Several scholars have attempted pairwise comparisons of treatment efficacy.[13,14,15,16,17] Nevertheless, a comprehensive ranking of various treatment regimens with regard to the efficacy and safety of drugs used against scrub typhus is lacking. Hence, we conducted a network meta-analysis to create a ranking of treatment regimens based on efficacy, safety, and the defervescence time.

Our network meta-analysis focused on 8 antibiotics involving 1211 patients by analyzing data derived from 10 RCTs and 4 retrospective studies. No specific antibiotic showed a significant advantage or disadvantage with regard to efficacy or safety. However, data derived from retrospective studies indicated that clarithromycin alleviated fever more quickly (Figure 3F). Subsequently, we tested whether inconsistency was present in our network meta-analysis. Test results suggested that there was no inconsistency because the P value was >.05 in all cases.

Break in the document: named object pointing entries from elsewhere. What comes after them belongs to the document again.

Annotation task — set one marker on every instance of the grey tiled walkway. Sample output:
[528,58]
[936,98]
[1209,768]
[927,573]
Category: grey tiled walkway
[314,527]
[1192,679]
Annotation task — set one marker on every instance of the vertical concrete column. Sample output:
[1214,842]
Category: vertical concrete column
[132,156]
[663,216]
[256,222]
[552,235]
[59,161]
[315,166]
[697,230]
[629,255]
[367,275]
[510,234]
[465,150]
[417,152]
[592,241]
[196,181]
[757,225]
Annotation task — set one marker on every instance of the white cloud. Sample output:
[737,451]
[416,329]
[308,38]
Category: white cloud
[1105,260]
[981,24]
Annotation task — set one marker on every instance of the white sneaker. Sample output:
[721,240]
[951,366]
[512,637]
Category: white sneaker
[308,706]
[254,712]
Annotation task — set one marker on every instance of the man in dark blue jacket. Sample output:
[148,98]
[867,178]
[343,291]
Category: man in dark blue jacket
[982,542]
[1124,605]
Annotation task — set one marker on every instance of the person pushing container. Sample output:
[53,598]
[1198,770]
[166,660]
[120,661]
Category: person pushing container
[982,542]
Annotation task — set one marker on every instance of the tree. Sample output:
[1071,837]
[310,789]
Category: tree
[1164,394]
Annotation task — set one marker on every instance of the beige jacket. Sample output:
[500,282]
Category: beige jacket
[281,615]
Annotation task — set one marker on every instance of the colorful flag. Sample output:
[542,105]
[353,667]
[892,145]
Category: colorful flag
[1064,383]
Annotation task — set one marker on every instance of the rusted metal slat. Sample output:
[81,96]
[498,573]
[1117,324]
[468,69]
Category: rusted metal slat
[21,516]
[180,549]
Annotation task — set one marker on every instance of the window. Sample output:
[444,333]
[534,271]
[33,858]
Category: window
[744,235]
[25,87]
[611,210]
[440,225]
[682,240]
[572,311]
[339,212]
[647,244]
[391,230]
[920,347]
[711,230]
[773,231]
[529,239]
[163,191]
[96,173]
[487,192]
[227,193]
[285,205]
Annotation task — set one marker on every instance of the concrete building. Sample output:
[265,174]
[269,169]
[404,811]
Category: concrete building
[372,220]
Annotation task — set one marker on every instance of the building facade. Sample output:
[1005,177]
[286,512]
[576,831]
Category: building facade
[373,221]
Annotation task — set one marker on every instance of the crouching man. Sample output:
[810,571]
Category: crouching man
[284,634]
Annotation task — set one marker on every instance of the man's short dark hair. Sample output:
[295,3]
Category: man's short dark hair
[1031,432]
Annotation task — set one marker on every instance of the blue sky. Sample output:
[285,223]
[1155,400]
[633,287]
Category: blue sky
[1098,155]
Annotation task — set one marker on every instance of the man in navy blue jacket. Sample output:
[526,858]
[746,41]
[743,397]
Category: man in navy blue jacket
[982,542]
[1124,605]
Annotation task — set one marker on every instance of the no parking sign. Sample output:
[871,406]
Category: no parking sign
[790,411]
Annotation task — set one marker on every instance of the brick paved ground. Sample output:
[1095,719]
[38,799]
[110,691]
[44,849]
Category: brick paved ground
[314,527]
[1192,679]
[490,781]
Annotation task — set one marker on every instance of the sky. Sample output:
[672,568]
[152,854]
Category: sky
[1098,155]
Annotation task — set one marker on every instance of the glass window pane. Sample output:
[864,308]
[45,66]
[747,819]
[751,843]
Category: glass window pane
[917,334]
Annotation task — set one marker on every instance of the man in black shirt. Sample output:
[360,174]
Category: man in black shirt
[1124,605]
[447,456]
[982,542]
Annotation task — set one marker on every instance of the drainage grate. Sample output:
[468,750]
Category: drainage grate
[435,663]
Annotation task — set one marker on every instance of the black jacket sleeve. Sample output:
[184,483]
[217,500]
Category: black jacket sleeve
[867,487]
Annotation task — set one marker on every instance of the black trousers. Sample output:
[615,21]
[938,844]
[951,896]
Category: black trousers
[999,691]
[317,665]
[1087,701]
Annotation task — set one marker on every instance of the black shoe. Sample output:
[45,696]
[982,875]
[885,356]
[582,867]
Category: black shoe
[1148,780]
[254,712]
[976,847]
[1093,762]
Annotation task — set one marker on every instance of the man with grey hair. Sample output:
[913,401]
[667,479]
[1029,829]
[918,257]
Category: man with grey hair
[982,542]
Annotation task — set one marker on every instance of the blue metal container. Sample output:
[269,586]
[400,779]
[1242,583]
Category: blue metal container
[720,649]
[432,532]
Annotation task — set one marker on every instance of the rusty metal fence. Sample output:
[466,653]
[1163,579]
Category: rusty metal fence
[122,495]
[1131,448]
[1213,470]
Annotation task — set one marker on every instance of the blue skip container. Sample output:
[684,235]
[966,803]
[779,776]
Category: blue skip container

Based on the results of the study, it appears that analysis does not support the wide use of doxycycline, azithromycin, tetracycline, and chloramphenicol for treating scrub typhus. So far, these 4 antibiotics do not display better efficacy or safety than other antibiotics, which implies that these 4 antibiotics might not be the most effective therapies for treating scrub typhus and we may still need to develop more-effective treatment regimens. Because the most common manifestation of scrub typhus is fever, we also assessed the defervescence time of different antibiotics. The defervescence time of azithromycin, chloramphenicol, and doxycycline was significantly longer than that of clarithromycin and minocycline, which suggests a disadvantage of azithromycin, chloramphenicol, and doxycycline in alleviating fever and also implies that these 3 antibiotics might not be suitable for wide use for treating scrub typhus.

Limitations

Our study had 4 main limitations. First, the total number of patients involved in this network meta-analysis was relatively small, which led to wide 95% CIs. Hence, the advantages or disadvantages of a certain drug may have been obscured. Second, some RCTs had a low level of assessment of the risk of bias, which implied that the quality of these RCTs was relatively low and led to high uncertainty of evidence. Third, only 4 retrospective studies were included in our analysis, which may lead to limited results for these studies. In addition, only 12 patients received clarithromycin. Thus, although clarithromycin showed the best results for alleviating fever, we do not think that it definitely is the first choice for fever clearance. In addition, we did not focus on therapy duration or route of administration of antibiotics owing to insufficient data. Overall, a large number of studies of high quality will need to be available to obtain more reliable results.

Conclusions

The network meta-analysis described herein provides a reference for clinical decision-making. No treatment regimen reported in this network meta-analysis showed a significant advantage or disadvantage with regard to efficacy or safety. However, clarithromycin might be the best antibiotic for alleviating fever in people with scrub typhus.